Maximum value of function $\xi \mapsto |\hat{f}(\xi)|^2$ (Fourier Transformation)

Question

Let $f \in \mathcal{S(\mathbb{R})}$ a positive function. Find the point $\xi$ where the function $\xi \mapsto |\hat{f}(\xi)|^2$ reaches its maximum value.

Solution: Defining the function $\varphi(\xi) = |\hat{f}(\xi)|^2$, we obtain that $\varphi '(\xi) = 2|\hat{f}(\xi)|(\hat{f}'(\xi))$ and using that $\hat{f}'(\xi) = -i\widehat{xf}(\xi) $, we obtain that $\varphi '(\xi) = -2i|\hat{f}(\xi)|\widehat{xf}(\xi)$. We conclude that $\varphi '(\xi) = 0 \Leftrightarrow -2i|\widehat{f}(\xi)|\widehat{xf}(\xi) = 0$. Help.

Answer 1

I think this is simpler than it looks: Recall $\hat{f}(\xi)= \int_{\mathbb{R}} e^{-2\pi ix\xi}f(x)\, dx$, and since $f$ is positive we have $$ |\hat{f}(\xi)|\leq \int_{\mathbb{R}} |e^{-2\pi ix\xi}|f(x)\, dx = \int_{\mathbb{R}} f(x)\, dx = \hat{f}(0). $$ Put another way, since $f$ is positive, the complex exponential could be introducing cancellation, making things smaller. Therefore, we'll maximize the value of $\hat{f}$ when no such effects are in play (note though that I'm not claiming $\xi=0$ is the only such point; I'm not sure if that's true or not).

Answer 2

This is only a partial answer, but here is an approach to consider:

Analyze the expression $\varphi''(\xi) < 0 $. Note that $\varphi''$ exists because $f\in \mathcal S(\mathbb R)$, implying $\hat f\in \mathcal S(\mathbb R)$, which in particular implies $\varphi$ is smooth. If $\varphi''(\xi) < 0$ $\forall \xi$, then we have a single global maximum.

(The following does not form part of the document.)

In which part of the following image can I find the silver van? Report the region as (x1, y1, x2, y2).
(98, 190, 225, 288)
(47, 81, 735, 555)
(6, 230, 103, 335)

We can of course use similar arguments for when the sign of $\varphi''$ changes to discuss local extrema, but that will depend on the particular $f$. The extrema of $\varphi(\xi)$ will vary depending on $f$. I am unsure if $f$ being positive gives us anything we can use to avoid case-by-case analysis.